Ce rejet n’est jamais venu du monde agricole. Les paysans ont certes un penchant pour les rumeurs, histoire de remplir les conversions avec les histoires des autres plutôt que se dévoiler eux-mêmes, mais ils ne sont pas misogynes. Ils savent à quel point une femme peut abattre du boulot, et que la survie de nombreuses fermes ne serait pas possible sans leurs compétences. Le dénigrement viendrait plutôt des habitants les plus défavorisés, qui ont grandi dans un triste cloisonnement culturel et social. Ceux-là même qui votent Front National, très présent dans nos petites communes. J’avoue que je ne soupçonnais pas une telle concentration de parcours sombres ponctués d’assistanat, malbouffe, violence domestique, mise sous tutelle, télévision comme seule fenêtre sur le monde, vocabulaire réduit au minimum… Sans parler de ce que l’on cache: le handicap, l’alcoolisme ou l’inceste. Je découvre ce qu’est la vraie mixité sociale, mais désertée de ses plus prometteurs individus, qui sont partis chercher des jobs qualifiés en ville. Quand on arpente les petits chemins dans la journée comme je le fais, on découvre le niveau de désœuvrement de ceux dont la vie est remplie de vide. Et dont l’ouverture au monde est proche de zéro. Leur horizon est si restreint que leur perception de la femme en pâtit: elle ne peut être qu’une discrète mère de famille ou une fille facile. Mais pas gérer sa propre affaire et s’exprimer insolemment dans l’espace public.

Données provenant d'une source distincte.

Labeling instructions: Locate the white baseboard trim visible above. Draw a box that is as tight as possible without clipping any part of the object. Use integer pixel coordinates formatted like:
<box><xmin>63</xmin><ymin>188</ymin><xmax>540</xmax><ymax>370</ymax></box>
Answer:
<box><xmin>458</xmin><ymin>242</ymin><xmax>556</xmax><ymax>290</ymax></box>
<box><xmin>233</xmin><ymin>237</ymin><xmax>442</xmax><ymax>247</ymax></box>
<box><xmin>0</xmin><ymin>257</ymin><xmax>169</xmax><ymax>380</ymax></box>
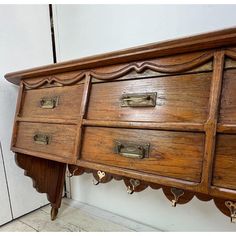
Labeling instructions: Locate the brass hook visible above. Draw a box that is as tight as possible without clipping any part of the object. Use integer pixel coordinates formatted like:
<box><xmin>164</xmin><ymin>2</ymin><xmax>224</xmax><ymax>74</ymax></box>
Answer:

On a menacé de brûler ma bergerie, on l’a inondée en déversant des citernes d’eau, on a raconté que j’étais une actrice X – ce qui est sans doute lié: celui qui croit que je viens de cet univers ne comprend pas pourquoi je refuse ses avances. J’ai reçu cinquante lettres écrites sur des essuie-tout, menaçant de me tuer ou de se suicider devant chez moi. On m’a même attribuée la pratique de boire du sang d’agneau.
En conséquent, j’écarte l’idée d’une teinture rousse, au risque de me faire brûler comme sorcière.
Bergère 9 04© Claude Hubert
Les séances de piscine constituent une excellente parenthèse enchantée, entre maillots de bain Reine des Neiges, long cheveux à tresser et câlins spontanés des froussards de l’eau. La compétition entre parents accompagnateurs: s’incruster avec le groupe des Tortues dans le petit bain chauffé plutôt qu’avec les Pieuvres dans le grand bassin où on grelotte sans bouger!